In its first year alone, the Peña Nieto administration invested nearly 500 million dollars in official advertising, according to a joint study by the FUNDAR Centre for Research and Analysis and the Mexican office of Article 19, a London-based human rights organisation that focuses on defending and promoting freedom of expression and freedom of information.

But the levels of violence have not come down. According to a report by the newspaper El Universal, published ahead of the anniversary of the disappearance of the teachers college students, more than 5,000 ‘desaparecidos’ were reported by public attorneys’ offices around the country in 2014 – 14 a day.
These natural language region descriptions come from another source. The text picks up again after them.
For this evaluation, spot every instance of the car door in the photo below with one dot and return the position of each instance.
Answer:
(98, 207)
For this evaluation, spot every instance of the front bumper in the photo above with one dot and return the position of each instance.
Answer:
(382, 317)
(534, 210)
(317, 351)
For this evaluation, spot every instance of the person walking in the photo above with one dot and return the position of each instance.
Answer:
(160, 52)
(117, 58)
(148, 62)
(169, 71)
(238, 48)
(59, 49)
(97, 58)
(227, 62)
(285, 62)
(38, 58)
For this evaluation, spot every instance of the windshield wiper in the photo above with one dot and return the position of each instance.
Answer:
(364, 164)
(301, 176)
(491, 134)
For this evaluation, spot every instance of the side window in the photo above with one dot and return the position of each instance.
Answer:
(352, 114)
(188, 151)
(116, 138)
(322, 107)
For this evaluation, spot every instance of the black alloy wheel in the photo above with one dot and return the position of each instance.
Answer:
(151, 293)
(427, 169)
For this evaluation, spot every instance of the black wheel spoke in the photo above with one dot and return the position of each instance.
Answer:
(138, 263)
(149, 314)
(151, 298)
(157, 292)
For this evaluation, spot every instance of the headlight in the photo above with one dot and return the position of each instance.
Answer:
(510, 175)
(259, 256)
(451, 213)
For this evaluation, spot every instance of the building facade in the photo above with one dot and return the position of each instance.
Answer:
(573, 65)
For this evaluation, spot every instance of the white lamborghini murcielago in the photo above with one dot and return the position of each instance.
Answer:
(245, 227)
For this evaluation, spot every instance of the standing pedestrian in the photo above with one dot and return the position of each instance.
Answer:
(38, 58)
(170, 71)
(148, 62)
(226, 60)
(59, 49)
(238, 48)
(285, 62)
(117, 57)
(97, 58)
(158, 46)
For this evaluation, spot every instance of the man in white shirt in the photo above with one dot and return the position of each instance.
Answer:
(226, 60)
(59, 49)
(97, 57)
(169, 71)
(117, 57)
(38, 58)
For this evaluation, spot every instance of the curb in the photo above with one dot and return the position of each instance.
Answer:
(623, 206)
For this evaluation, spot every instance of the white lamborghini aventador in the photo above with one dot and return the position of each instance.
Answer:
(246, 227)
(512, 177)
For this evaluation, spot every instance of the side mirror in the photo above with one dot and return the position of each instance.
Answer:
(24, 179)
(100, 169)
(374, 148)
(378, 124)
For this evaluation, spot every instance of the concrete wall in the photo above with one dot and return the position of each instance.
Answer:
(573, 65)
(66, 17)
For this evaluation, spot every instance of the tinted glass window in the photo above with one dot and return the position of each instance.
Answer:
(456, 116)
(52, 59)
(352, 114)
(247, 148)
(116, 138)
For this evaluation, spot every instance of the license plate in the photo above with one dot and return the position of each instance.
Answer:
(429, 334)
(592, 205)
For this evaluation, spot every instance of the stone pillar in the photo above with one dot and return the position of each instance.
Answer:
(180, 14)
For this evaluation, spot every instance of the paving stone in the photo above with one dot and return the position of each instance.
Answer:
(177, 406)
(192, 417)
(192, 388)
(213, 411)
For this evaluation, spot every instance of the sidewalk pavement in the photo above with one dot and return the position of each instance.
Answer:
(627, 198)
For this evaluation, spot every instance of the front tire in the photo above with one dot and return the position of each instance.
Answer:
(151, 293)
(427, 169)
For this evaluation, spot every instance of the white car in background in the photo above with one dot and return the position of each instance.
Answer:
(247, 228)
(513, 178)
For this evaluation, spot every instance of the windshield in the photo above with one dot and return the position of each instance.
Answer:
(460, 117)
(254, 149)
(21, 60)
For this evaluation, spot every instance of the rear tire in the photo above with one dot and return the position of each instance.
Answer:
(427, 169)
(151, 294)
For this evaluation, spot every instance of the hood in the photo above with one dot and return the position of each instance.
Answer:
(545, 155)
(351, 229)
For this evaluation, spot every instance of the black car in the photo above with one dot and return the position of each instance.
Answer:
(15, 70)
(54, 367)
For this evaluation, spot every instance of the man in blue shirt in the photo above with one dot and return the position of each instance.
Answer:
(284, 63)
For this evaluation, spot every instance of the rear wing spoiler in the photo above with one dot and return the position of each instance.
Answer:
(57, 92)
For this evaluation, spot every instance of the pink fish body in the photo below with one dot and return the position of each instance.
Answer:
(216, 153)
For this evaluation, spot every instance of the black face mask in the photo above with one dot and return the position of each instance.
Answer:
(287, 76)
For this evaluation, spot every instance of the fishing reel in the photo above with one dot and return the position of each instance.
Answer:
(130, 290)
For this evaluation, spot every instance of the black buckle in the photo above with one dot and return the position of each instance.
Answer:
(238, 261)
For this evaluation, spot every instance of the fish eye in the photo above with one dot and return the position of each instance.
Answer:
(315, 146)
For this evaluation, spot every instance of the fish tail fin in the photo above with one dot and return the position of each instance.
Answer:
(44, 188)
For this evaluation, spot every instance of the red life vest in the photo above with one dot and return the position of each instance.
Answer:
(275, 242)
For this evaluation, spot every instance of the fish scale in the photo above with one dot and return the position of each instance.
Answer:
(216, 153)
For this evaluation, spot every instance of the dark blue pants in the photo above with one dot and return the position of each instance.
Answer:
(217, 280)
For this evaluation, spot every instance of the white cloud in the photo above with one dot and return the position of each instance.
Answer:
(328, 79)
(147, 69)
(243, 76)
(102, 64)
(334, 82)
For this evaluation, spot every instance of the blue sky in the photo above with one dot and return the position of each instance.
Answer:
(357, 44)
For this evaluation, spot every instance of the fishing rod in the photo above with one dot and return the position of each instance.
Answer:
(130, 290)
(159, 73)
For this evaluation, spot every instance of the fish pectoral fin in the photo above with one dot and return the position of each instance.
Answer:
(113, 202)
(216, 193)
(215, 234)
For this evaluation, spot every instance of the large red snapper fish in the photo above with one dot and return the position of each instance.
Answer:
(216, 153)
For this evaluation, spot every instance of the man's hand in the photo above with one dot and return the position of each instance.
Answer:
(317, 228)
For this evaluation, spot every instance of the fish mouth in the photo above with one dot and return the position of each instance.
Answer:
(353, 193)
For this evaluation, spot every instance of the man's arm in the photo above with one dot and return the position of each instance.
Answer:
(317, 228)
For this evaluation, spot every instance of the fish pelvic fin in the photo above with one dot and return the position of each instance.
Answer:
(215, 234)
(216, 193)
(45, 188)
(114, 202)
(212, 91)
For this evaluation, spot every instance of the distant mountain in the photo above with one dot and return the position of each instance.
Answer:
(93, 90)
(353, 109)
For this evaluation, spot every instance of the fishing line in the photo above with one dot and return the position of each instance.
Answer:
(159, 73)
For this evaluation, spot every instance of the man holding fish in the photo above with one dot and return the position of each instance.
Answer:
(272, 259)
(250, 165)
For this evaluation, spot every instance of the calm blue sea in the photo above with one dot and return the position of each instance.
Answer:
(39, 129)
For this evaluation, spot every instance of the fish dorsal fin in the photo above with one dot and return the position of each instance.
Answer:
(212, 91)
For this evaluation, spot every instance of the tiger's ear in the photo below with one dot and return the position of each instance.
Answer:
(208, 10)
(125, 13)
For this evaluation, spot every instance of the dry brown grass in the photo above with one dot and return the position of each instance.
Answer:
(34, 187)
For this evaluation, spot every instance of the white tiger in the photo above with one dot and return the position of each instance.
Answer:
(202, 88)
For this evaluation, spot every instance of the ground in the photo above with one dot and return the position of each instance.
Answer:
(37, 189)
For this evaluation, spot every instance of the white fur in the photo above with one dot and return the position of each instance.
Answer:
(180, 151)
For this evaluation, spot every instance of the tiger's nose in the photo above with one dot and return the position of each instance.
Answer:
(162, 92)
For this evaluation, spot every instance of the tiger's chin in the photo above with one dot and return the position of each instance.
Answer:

Another area heavily affected by the problem is the northern state of Nuevo León, where 31,000 bone fragments have been found on a ranch since 2011, leading to the identification of 31 missing persons.

“The difference is that now, human rights defenders and members of organised social movements are being targeted for human rights violations,” Héctor Cerezo, who has documented forced disappearances of fellow human rights and social activists over the last four years, told IPS.

Since Peña Nieto took office, “we have documented 81 human rights defenders who became victims of forced disappearance; under Calderón we documented 55. In total that’s 136 missing defenders since 2006 – cases in which it has been documented that they were taken away by agents of the state.

“That might seem like a small number in the universe of thousands of ‘desaparecidos’, but it indicates a stepping up of the Mexican state’s social control strategies,” the activist said.

The report “Defending human rights in Mexico: political repression, a widespread practice”, presented Aug. 27 by the Cerezo Committee Mexico and the National Campaign Against Forced Disappearance, listed 860 human rights abuses against social and human rights activists between June 2014 and May 2015.

The incidents include collective abuses, against 47 civil society organisations and 35 communities, and a rise in arbitrary detentions, which nearly doubled.

These included arrests during a protest by seasonal farm workers in the northern state of Baja California, who work in slavery conditions, and teachers’ protests ahead of the June legislative elections, in Guerrero and the southern state of Oaxaca, where two demonstrators were killed.

Héctor Cerezo of the Cerezo Committee said the disappearance of the teachers college students from Ayotzinapa occurred in the context of this strategy of social control.

“The brutality, the scale of the aggression, and the fact that the government would assume such a huge political cost cannot be explained if it was merely part of a drug affair. Their disappearance was meant to serve as a lesson for the human rights and social movements,” he said.

In any case, the brutal attack on the students drove home the gravity of Mexico’s human rights crisis.

Journalistic investigations have documented at least 80 extrajudicial executions committed this year by the army and the federal police in three supposed “shootouts” with organised crime groups in the central states of México and Michoacán.

In Iguala, civilian brigades searching for the remains of missing family members in the hills around the city have found 104 bodies in clandestine graves, although only nine of them have been identified so far.

“It’s not just Ayotzinapa; the whole country is like this,” one of the members of the brigades, Graciela Pérez, told IPS. She has been searching for her missing daughter for three years now, in the south of Tamaulipas, 750 km north of Iguala, where she mapped – on her own – the location of 50 secret graves in January and February.

In response to the crisis, the IACHR has scheduled a Sep. 28-Oct. 2 on-site visit, as requested by human rights groups.

And in the legislature, four separate bills to create a law that would classify the crime of forced disappearance have been tabled and are awaiting debate.

“This is the first forced disappearance of a large group of people, members of a social movement, in contemporary Mexico,” says the Cerezo Committee report, referring to the disappearance of the students.

On Wednesday Sept. 23, the parents of the missing students began a 43-hour hunger strike, one day before meeting with the president.

And a Saturday Sep. 26 march is being organised in the Mexican capital, to demand the students’ reappearance and a solution of the case.